Tooele Transcript Bulletin – News in Tooele, Utah

September 14, 2022
Proposed 172-lot development project reaches city council

Plan includes annexation 

The Tooele City Council held a public hearing on Sept. 7 about a request to annex property for the proposed Canyon Springs Subdivision.

The subdivision includes 172 homes to be built off of Droubay Road south of the Carr Fork subdivision. Currently in unincorporated Tooele County, the property is known as “area K” on Tooele City’s annexation policy plan expansion area map that was approved by the City Council.

Howard Schmidt, who wants to develop the property, applied to have the area annexed into the city last year. A meeting of the Tooele City Council was held to discuss the idea in December  2021. The annexation process includes over 20 steps, governed by state law.

During the meeting in 2021, Roger Baker, city attorney, voiced his reservations in annexing the 61.16 acres of property with lots ranging in size from just over 8,500 square feet to over 21,000- square-feet. He explained that the city has limited resources related to undeveloped land.

“To bring in new additional land would only stretch those resources further, making it even more difficult to develop land already in the city,” Baker explained.

He also voiced concerns about the property needing a park or green space. 

Instead of a park or green space, the developer could also pay the city $150,000 that could be used toward developing or fixing up a park the city already has.

Another recommendation during the meeting was a trail system that would run throughout the city and include a storm system.

Because of the recommendations, Baker told Schmidt that the subdivision may have to include less than 172 lots.

Other concerns include police and fire services, landscaping, water, sewer, and other utilities.

At the end of the meeting in December, 2021, Baker told the City Council and Schmidt that the above topics would have to be discussed before an official annexation could be approved or denied by the Council.

Tooele City Jim Bolser, community development director presented the potential annexation before the Council during the meeting on Sept. 7. He explained that the evening’s meeting would only include a public hearing and a decision would be made at a later date.

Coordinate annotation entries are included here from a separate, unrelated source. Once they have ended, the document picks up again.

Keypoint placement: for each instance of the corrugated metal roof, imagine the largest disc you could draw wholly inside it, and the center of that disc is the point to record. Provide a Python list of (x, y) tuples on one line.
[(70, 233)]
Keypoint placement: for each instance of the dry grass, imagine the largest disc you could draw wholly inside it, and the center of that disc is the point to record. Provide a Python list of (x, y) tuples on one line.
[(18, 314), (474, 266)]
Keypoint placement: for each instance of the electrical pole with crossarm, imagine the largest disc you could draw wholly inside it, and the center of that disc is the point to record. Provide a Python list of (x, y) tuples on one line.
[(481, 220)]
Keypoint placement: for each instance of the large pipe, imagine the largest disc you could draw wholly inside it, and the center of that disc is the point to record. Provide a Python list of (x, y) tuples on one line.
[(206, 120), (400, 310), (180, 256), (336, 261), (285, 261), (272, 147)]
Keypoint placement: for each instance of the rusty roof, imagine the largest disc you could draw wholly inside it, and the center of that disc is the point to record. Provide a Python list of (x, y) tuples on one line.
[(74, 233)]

While addressing the Council, Bolser explained that most of the lots in the subdivision would be compliant with the city’s R1-8 zoning district, with a few of the properties falling in the R1-7 zone.

Since the last time Schmidt appeared before the Council, he has submitted studies for water, sewer, storm drains, transportation, and impacts on the city’s other resources, which the Council will look over and talk about to come to a decision in the near future.

He also decided to include a trail system around the outside of the subdivision.

Before the public hearing took place, Tooele City Council Chairman Justin Brady read a few comments sent to the Council by email from those concerned about water, increased traffic on Droubay Road, reduced open space, and Mosquito Abatement District protection needed in the proposed area.

“Tooele residents are already being asked to ration water and sacrifice their landscaping,” said John Williams.

During the in-person public hearing, Valerie Peterson, a resident of the Carr Fork Subdivision near the area, said she is concerned about the police department’s resources and personnel being stretched thin from the increase of residents that will come with the subdivision. She was also concerned about the increase of children the subdivision would bring to surrounding schools.

“They are probably going to have over 400 new people moved in there,” she said.

Dave Bresnahan, also a resident of the Carr Fork Subdivision voiced his concerns about water and low fire pressure.

“It looks like water is becoming a greater and greater difficulty,” he said.

At the end of the meeting, Brady spoke about the water issue, which was brought up several times during the public hearing.

“We are aware of the water situation,” Brady said, explaining that the developer has to purchase water rights for the property and the city has a plan, called the “Tooele City Water Master Plan” addressing water issues and planning for the future.

At the end of the meeting, Schmidt took to the podium to make a comment.

“We are excited to do this development,” he said. “We think it’s a plus for the city and we are at your mercy to annex this in.”

The City Council will meet again soon to vote on the annexation.